As I sat in the classroom listening to Kekeli, I thought to myself, “God, why did you bring me here?” It wasn’t the first time the thought had crossed my mind. And when it wasn’t Kekeli, it was someone else in my class. They all seemed to know what they were doing, and then there was me. ‘Inadequate’ would be an understatement to describe how I felt; it was far worse. I felt like a fraud— a hopeless mouse that had somehow stumbled into a den of cats, waiting to be devoured. Still, I stayed and from my seat behind him that day, listened as he masterfully explained renal physiology to the rest of the class. His confidence made me shrink even further into my chair and all I could think was “I can never measure up.”

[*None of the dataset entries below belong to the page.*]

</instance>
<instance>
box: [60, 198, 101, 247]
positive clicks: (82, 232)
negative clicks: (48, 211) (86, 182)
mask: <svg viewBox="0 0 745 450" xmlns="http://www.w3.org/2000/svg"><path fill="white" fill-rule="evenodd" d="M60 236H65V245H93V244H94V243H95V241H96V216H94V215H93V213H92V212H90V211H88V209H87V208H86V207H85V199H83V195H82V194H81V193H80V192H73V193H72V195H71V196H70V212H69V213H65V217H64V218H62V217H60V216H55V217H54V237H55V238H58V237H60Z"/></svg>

If we’re being honest, even to this day, try as I might, I still struggle. But it’s not something new. As far back as 1978, Pauline Clance and Suzanne Imes identified this feeling that psychologists call impostor Syndrome. They described it as a persistent belief that one’s success is undeserved— that one is deceiving others and will eventually be exposed as a fraud. You can imagine that it is especially common among high achieving individuals and medical students are a great prototype for this group. In the academic setting alone, there is the pressure to excel and constant comparison to others while trying to keep up with the perception that family, friends and even society might have of them. All these create fertile ground for self-doubt to grow unchecked.
The mistake though is looking at it as just an emotional reaction or a nagging feeling that’s constituting a nuisance. It can be deeply harmful if left unaddressed, becoming a silent saboteur eroding confidence, stifling growth and breeding feelings of anxiety, burnout and depression. How then do we deal with it?
For me, healing rests on three pillars: Spirituality, Healthy Eating and Healthy Living
Spirituality provides grounding for many people, including myself. It’s a reminder that one’s worth isn’t solely a measure of one’s achievement. Practices associated with spirituality such as prayer, meditation and reflection can help reframe failure as part of a divine process rather than proof of inadequacy ultimately reducing stress and building resilience. Through faith, I have learned to see my challenges as lessons shaping me into something greater, instead of punishments.
Then there’s the place of health, in eating and in living. It may sound cliché, but the mind truly feeds off the body. During my most anxious academic periods, my eating habits were chaotic: skipping meals and overloading on caffeine, and I called it “grind mode.” Unfortunately, it was counterproductive because science has shown that nutrition profoundly affects mood and cognition. I realized that by feeding my body with care, I slowly began to feel more balanced mentally, too.
Beyond food, regular physical activity has been shown to boost self confidence and the belief in one’s ability to succeed. Again, exercise and sleep are often the first causalities of academic hustle. Incorporating movement, even in small doses, releases endorphins that elevate mood and improve concentration, and pairing that with adequate rest and intentional self-compassion slowly chips at the impostor power.
But hold on, impostor feelings don’t vanish overnight. Especially not in competitive spaces like medical school. But by nurturing the spirit, mind and body, we can manage the ebb and flow. In recognizing and understanding the impostor, we aim, not to silence it for that season, but to keep pushing and moving forward in spite of its existence.
So dear medical student, you’re not alone in this. But don’t shut down under the voices. You made it here. You can do this. You’re built for it!